No creo que los atracos, los secuestros exprés y las violaciones que se cometen a diario, se reducirían considerablemente si se nos permitiera a todos usar armas de fuego. Un arma en manos de quien no está preparado para usarla constituye un verdadero peligro. En ese caso, caeríamos en una justicia que se haría por mano propia, por lo que el remedio sería peor que la enfermedad.

Considero que la falta de honestidad y probidad de ciertos jueces y fiscales, influye sobremanera en el alarmante número de delincuentes puestos en libertad, gracias a la caducidad que opera sobre la prisión preventiva después de haber transcurrido seis meses o un año posterior a su detención.

Urge, pues, depurar el sistema de administración de justicia así como realizar cambios significativos en las leyes penales, empezando por derogar el artículo 169 del Código de Procedimiento Penal.

Es necesario reformar el Código Penal, de tal manera que se permita la acumulación de penas para los delitos más graves como: sicariato, violación con muerte, robo con muerte de la víctima, secuestro con muerte y violación de niños; y que se incremente el número de años para que prescriban los delitos de más grave consecuencia.

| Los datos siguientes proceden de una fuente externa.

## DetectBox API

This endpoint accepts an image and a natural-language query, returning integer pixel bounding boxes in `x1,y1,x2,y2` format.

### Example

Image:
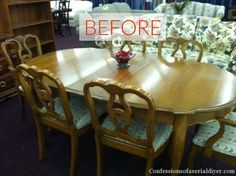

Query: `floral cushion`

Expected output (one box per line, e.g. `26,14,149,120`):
54,93,104,129
193,112,236,157
195,17,236,54
102,118,173,151
166,15,197,39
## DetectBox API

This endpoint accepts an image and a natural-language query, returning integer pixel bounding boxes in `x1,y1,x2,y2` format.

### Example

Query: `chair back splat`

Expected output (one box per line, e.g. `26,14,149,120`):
1,34,42,118
84,78,172,175
17,64,96,176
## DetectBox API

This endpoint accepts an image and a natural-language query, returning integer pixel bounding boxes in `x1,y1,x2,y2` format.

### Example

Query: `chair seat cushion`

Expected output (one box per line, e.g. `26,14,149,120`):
193,112,236,157
54,93,105,129
102,117,173,151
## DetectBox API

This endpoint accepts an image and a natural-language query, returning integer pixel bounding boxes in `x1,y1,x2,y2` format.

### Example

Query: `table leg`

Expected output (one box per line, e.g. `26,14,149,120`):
171,115,187,175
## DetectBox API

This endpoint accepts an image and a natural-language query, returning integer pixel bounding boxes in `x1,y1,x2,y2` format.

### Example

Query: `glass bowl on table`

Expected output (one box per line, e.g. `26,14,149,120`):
113,51,135,68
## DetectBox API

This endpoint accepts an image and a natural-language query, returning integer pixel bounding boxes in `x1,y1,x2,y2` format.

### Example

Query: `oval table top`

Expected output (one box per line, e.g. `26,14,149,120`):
27,48,236,114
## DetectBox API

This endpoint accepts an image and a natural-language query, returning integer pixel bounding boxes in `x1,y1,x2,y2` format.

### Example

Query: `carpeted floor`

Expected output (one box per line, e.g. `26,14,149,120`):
0,26,236,176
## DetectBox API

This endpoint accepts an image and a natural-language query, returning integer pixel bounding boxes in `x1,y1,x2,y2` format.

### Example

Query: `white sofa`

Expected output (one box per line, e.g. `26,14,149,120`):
154,1,225,19
132,14,236,75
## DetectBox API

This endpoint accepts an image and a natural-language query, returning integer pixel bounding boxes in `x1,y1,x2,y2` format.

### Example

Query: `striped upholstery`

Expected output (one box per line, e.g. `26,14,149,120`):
54,93,105,129
193,112,236,157
102,118,173,151
154,2,225,19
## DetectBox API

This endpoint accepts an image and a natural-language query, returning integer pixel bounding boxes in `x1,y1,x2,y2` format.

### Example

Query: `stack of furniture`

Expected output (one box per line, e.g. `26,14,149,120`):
154,2,225,19
0,0,55,100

Estoy de acuerdo con el pedido del Alcalde de Guayaquil, quien solicita que el Gobierno anule aproximadamente 500 000 cédulas falsas que se han otorgado a miles de delincuentes, y de que exijan visas para los ciudadanos de países que exportan delincuencia.

Es verdad que el tema de la delincuencia no se da solo en el Ecuador, pero el grado al que se ha llegado en el país en general y en Guayaquil, especialmente, es intolerable. Según el Relator de las Naciones Unidas, el índice de impunidad en asesinatos en el Ecuador alcanza el 99%.

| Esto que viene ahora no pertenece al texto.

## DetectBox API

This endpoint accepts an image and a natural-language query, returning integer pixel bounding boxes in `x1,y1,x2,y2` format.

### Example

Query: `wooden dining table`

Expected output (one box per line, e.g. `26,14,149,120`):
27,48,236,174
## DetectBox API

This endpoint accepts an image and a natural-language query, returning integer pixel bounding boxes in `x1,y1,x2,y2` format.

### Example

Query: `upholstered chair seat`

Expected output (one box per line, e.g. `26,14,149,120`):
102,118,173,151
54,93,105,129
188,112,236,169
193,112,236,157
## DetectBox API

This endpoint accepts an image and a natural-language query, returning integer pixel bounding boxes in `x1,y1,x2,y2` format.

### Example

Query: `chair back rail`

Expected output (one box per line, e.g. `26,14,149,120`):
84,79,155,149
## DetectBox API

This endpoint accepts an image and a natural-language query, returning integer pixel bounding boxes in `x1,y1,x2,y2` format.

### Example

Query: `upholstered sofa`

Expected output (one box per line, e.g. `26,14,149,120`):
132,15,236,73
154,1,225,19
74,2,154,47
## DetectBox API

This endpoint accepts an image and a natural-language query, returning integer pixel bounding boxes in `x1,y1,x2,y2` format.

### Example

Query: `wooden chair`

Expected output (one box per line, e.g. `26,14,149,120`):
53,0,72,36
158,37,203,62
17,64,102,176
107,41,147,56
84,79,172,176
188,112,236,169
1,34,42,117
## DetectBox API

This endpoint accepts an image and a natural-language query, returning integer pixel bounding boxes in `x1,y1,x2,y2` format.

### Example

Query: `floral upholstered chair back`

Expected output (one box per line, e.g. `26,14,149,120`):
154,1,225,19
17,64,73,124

Ojalá que la Asamblea Nacional en los próximos días, reforme la Ley Penal y que alcaldes, gobernadores, prefectos y jefes de la Policía Nacional trabajen mancomunadamente para otorgarnos la seguridad que demandamos a gritos y que los jueces penales y los fiscales cumplan con su obligación de aplicar la ley como les corresponde.

El Estado debe destinar a la Función Judicial la asignación de más recursos que permitan el incremento de un mayor número de jueces que garanticen a los ciudadanos conseguir la realización de la justicia.

No es hora de que unos les echen la culpa a otros, es hora de que todos trabajemos aunadamente por nuestra seguridad.